# Move Tree
notebook will implement a basic tree mode that covers changes in our set ItemSpace which is a wrapper for n-dimensional integer.

We wish to construct a tree for a collection of moves (which are represented by itemsets)
where each Node has a given state (ItemSet)


Ok, this was original work, but then discovered I am essentially making a *Monte Carlo Tree Search* algorithm, so I read the literature. I think I can use [y_yoko](https://qiita.com/y_yoko/items/07b9e3e8d4a43c61d39f) as a reference

In [1]:
import random
import math
from copy import copy

In [2]:
class ItemSet(object):
    """ 
    this is the basically space of our game
    it can represent an inventory or items, or a play/move to convert from one set to another
     or can represent a recipe (target state)
    """
    def __init__(self, items):
        self.items = items

    def is_positive(self):
        return all(map(lambda x: x>=0, self.items))    
        
    def __add__(self, addend): 
        return ItemSet(list(map(lambda x:x[0]+x[1], zip(self.items, addend.items))))
    
    def __len__(self):
        return sum(map(abs,self.items))
    
    def __repr__(self):
        return f'({self.items})'

class State(object):
    """ represents the state of our game - inventory and history """
    def __init__(self, play_history, inventory):
        self.inventory = inventory
        self.play_history = play_history
        
    def __hash__(self):
        return hash(str(self.play_history))
    
    def __repr__(self):
        return f'State({self.inventory}, h={self.play_history})'
    
class Game(object):
    """ represents our stateless game, with available moves """
    def __init__(self, inventory=None):
        self.initial_inventory = inventory if inventory else ItemSet([0,0])
    
    MOVES = [ItemSet([2,0]), ItemSet([-1,1])]
    
    def start(self):
        return State([], self.initial_inventory)
    
    def available_moves(self, state):
        return [m for m in Game.MOVES if (state.inventory + m).is_positive()]
    
    def next_state(self, state, move):
        #return new_state
        new_history = state.play_history.copy()
        new_history.append(move)
        
        return State(new_history, state.inventory + move) 
    
    
    def reward(self, state):
        """ reward function for the state """
        return 100. if self.winner(state) else 0.
    
    def winner(self, state):
        """ return true if self.state is a winning state """
        #return winner
        if state.inventory.items[1] > 1:
            return True
        
        return False
    
    def __repr__(self):
        return f'Game(init={self.initial_inventory}, moves={self.MOVES})'    

    


In [3]:
game = Game()
state = game.start()
moves = game.available_moves(state)
print(f'winner: {game.winner(state)}: {state} -> {moves}')
state = game.next_state(state, moves[-1])
moves = game.available_moves(state)
print(f'winner: {game.winner(state)}: {state} -> {moves}')
state = game.next_state(state, moves[-1])
moves = game.available_moves(state)
print(f'winner: {game.winner(state)}: {state} -> {moves}')
state = game.next_state(state, moves[-1])
moves = game.available_moves(state)
print(f'winner: {game.winner(state)}: {state} -> {moves}')
state = game.next_state(state, moves[-1])
moves = game.available_moves(state)
print(f'winner: {game.winner(state)}: {state} -> {moves}')
state = game.next_state(state, moves[-1])
moves = game.available_moves(state)
print(f'winner: {game.winner(state)}: {state} -> {moves}')

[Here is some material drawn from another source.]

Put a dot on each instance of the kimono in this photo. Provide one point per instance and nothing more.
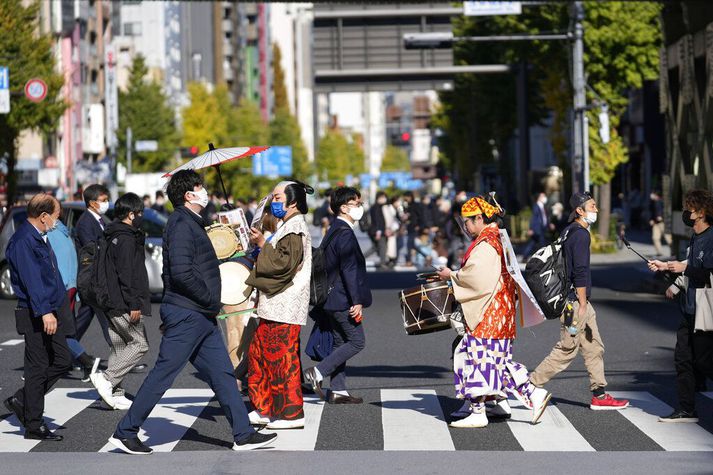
(482, 362)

winner: False: State(([0, 0]), h=[]) -> [([2, 0])]
winner: False: State(([2, 0]), h=[([2, 0])]) -> [([2, 0]), ([-1, 1])]
winner: False: State(([1, 1]), h=[([2, 0]), ([-1, 1])]) -> [([2, 0]), ([-1, 1])]
winner: True: State(([0, 2]), h=[([2, 0]), ([-1, 1]), ([-1, 1])]) -> [([2, 0])]
winner: True: State(([2, 2]), h=[([2, 0]), ([-1, 1]), ([-1, 1]), ([2, 0])]) -> [([2, 0]), ([-1, 1])]
winner: True: State(([1, 3]), h=[([2, 0]), ([-1, 1]), ([-1, 1]), ([2, 0]), ([-1, 1])]) -> [([2, 0]), ([-1, 1])]


In [73]:
class MonteCarloTreeNode(object):
    def __init__(self, parent, action):
        self.num_visits = 1
        self.reward = 0.
        self.children = []
        self.parent = parent
        self.action = action

    def update(self, reward):
        self.reward += reward
        self.visits += 1


    def ucb(self):
        return self.reward / self.num_visits + math.sqrt(math.log(self.parent.num_visits)/self.num_visits)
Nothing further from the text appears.